Origin Story

These skills were extracted from the methodology used to develop the Hole Driven Development Claude Code skills.

The HDD Experiment Journey

The HDD skill teaches agents to decompose code into typed holes and fill them iteratively. Developing it required answering a hard question: does the skill actually produce better code than baseline?

Phase 1: Compliance (24 experiments)

First, we checked whether agents follow the skill at all. 5 tasks across Python, Haskell, and Go, checking each rule (visible holes, one-at-a-time, most-constrained-first, stop when ambiguous).

Result: 4/5 PASS initially, 5/5 after a skill edit. Compliance confirmed.

Phase 2: Stress (24 experiments)

Same tasks with competing instructions ("just write the whole thing"), time pressure, and edge cases.

Result: 5/5 PASS. The skill holds under pressure.

Phase 3: Quality (35 experiments)

The critical test. 5 hard tasks (type inference, pipeline, 3-way merge, task scheduler, rate limiter), each run with and without the skill. Blind 3-persona review with randomized labels.

First result: Baseline won 4/5. The skill produced better architecture (+0.4 avg) and clarity (+0.6 avg) but dramatically worse bug scores (-2.0 avg). Each hole fill was locally correct, but cross-hole interactions had bugs.

The Improvement Cycle

This is where the methodology that became these skills was born:

Root cause analysis — bugs were at hole boundaries (shared state, resource lifecycle, error paths)
Targeted edit — added a VERIFY step checking cross-hole interactions after each fill
Anti-overfitting check — VERIFY is structural (catches a class of bugs), not task-specific
Re-run — HDD v2 won 5/5

The improvement was genuine: a structural step that catches cross-hole interaction bugs on any codebase, not wording tuned to pass 5 specific tests.

Key Insight

Compliance and quality are different things. An agent can follow every rule perfectly and still produce worse code. Only blind A/B comparison against baseline reveals whether a skill helps.
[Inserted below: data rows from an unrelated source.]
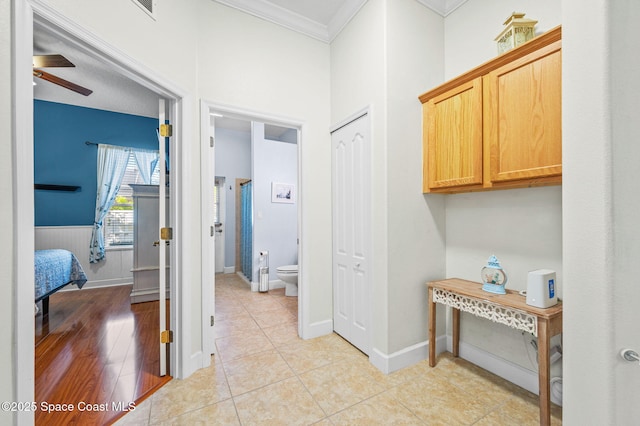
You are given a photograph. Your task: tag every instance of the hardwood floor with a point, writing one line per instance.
(97, 353)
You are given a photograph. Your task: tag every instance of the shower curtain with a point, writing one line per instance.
(246, 238)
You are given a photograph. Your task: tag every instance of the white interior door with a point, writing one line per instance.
(162, 252)
(352, 282)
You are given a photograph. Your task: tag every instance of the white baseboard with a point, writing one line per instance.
(195, 363)
(115, 282)
(317, 329)
(272, 285)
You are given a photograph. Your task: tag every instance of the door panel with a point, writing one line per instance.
(351, 232)
(162, 253)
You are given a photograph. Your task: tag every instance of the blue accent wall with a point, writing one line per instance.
(61, 156)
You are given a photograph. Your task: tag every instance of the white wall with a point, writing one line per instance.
(233, 161)
(522, 227)
(470, 31)
(7, 135)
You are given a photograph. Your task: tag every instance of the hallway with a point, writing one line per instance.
(264, 374)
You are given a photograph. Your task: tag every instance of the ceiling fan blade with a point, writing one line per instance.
(45, 61)
(62, 82)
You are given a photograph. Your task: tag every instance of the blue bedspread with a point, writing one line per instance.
(54, 269)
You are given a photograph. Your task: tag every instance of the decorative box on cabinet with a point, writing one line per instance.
(499, 125)
(146, 231)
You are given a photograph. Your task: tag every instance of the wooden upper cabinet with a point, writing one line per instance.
(499, 125)
(453, 123)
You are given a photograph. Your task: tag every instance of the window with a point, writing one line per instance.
(118, 224)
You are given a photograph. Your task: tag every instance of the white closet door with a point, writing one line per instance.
(352, 283)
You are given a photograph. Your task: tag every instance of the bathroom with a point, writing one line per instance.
(264, 159)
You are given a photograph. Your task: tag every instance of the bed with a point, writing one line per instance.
(54, 269)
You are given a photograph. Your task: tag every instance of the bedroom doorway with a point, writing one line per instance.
(39, 15)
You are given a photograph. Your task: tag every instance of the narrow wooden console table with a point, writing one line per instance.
(508, 309)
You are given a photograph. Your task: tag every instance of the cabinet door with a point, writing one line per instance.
(453, 144)
(523, 119)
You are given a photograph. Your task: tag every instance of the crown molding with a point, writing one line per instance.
(442, 7)
(278, 15)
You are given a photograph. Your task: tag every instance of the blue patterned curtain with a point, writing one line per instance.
(112, 163)
(146, 160)
(246, 239)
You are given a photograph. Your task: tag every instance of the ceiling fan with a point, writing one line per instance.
(47, 61)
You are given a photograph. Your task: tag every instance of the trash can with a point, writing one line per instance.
(263, 285)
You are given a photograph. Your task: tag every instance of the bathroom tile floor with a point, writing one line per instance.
(263, 373)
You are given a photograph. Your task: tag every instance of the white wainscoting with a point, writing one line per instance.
(115, 269)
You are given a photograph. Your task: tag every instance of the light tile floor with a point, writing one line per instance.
(264, 374)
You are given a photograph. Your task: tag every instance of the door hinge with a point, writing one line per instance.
(166, 233)
(166, 130)
(166, 336)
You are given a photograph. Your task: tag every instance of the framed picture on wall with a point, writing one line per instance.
(283, 193)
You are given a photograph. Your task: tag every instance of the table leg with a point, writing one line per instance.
(432, 329)
(455, 314)
(543, 371)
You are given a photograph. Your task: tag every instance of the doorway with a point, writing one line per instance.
(27, 14)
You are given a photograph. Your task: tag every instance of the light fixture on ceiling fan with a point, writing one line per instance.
(48, 61)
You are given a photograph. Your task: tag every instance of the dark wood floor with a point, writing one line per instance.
(98, 352)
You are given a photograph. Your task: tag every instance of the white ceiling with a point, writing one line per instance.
(112, 91)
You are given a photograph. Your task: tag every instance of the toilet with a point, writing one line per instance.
(289, 274)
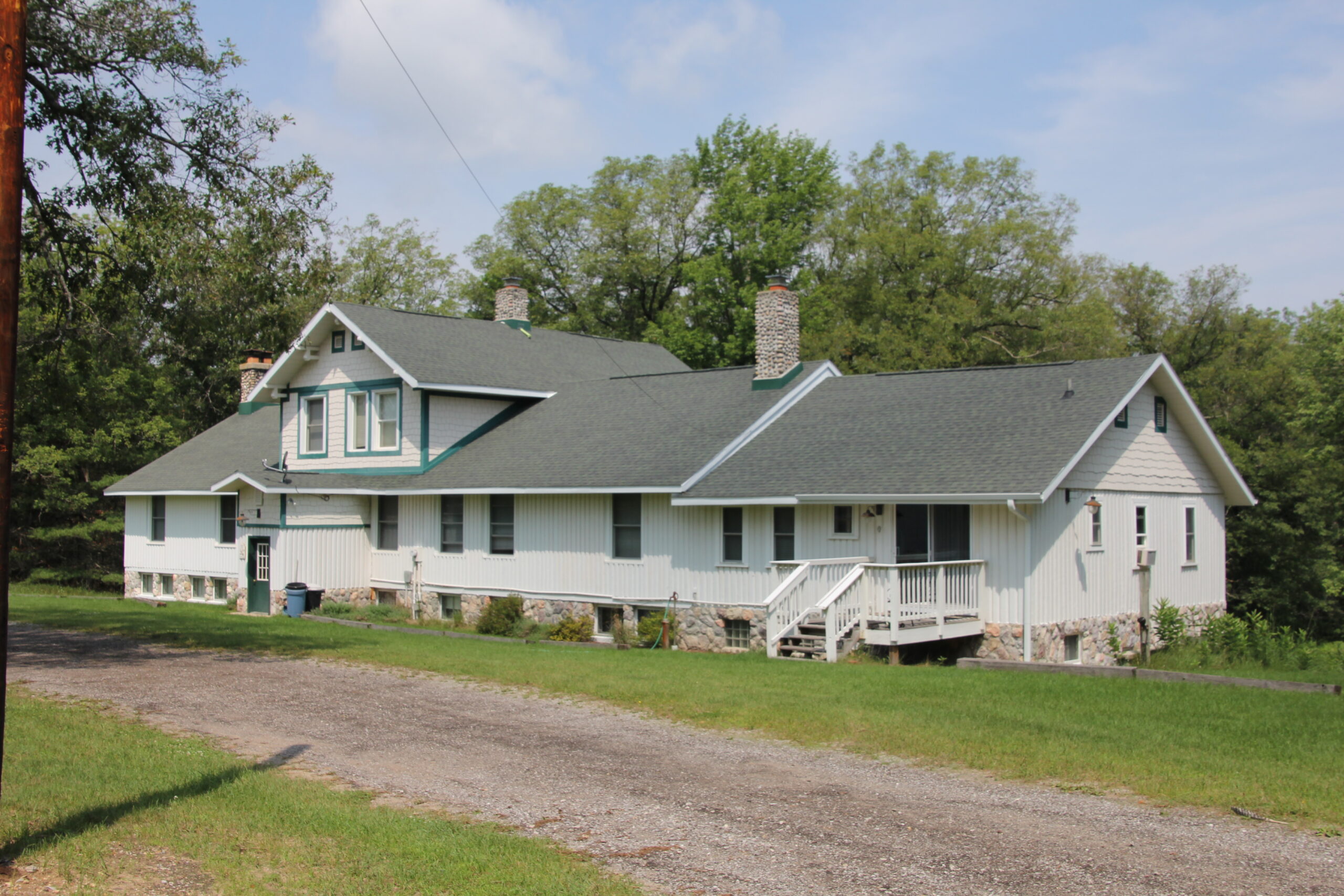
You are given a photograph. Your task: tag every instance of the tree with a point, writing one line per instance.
(932, 262)
(395, 267)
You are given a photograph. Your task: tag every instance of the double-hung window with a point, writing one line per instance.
(784, 534)
(227, 519)
(158, 518)
(733, 535)
(627, 511)
(1189, 512)
(315, 425)
(386, 419)
(450, 523)
(389, 511)
(356, 422)
(502, 524)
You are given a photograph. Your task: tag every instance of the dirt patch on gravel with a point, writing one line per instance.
(678, 808)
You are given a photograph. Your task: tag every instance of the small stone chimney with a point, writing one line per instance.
(511, 304)
(256, 363)
(777, 330)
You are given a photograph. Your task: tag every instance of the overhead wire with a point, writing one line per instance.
(430, 109)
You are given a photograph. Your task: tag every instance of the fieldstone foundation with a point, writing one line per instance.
(1095, 635)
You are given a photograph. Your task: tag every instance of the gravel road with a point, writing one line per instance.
(679, 809)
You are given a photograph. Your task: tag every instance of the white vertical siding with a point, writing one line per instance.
(191, 544)
(1140, 458)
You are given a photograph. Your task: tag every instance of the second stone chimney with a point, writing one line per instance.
(777, 330)
(511, 304)
(256, 363)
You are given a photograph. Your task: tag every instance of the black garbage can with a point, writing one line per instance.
(296, 596)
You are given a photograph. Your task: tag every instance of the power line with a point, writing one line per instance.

From Methodology to Skills

The three skills capture the patterns that emerged:

Pattern	Skill
Randomized labels, multi-persona judging, per-dimension scoring	blind-skill-assessment
Baselines, phase progression, task diversity	experiment-set-design
Diagnose-triage-edit-rerun loop, anti-overfitting	iterative-skill-refinement

The methodology is now reusable: any Claude Code skill can be developed, validated, and improved using these three skills.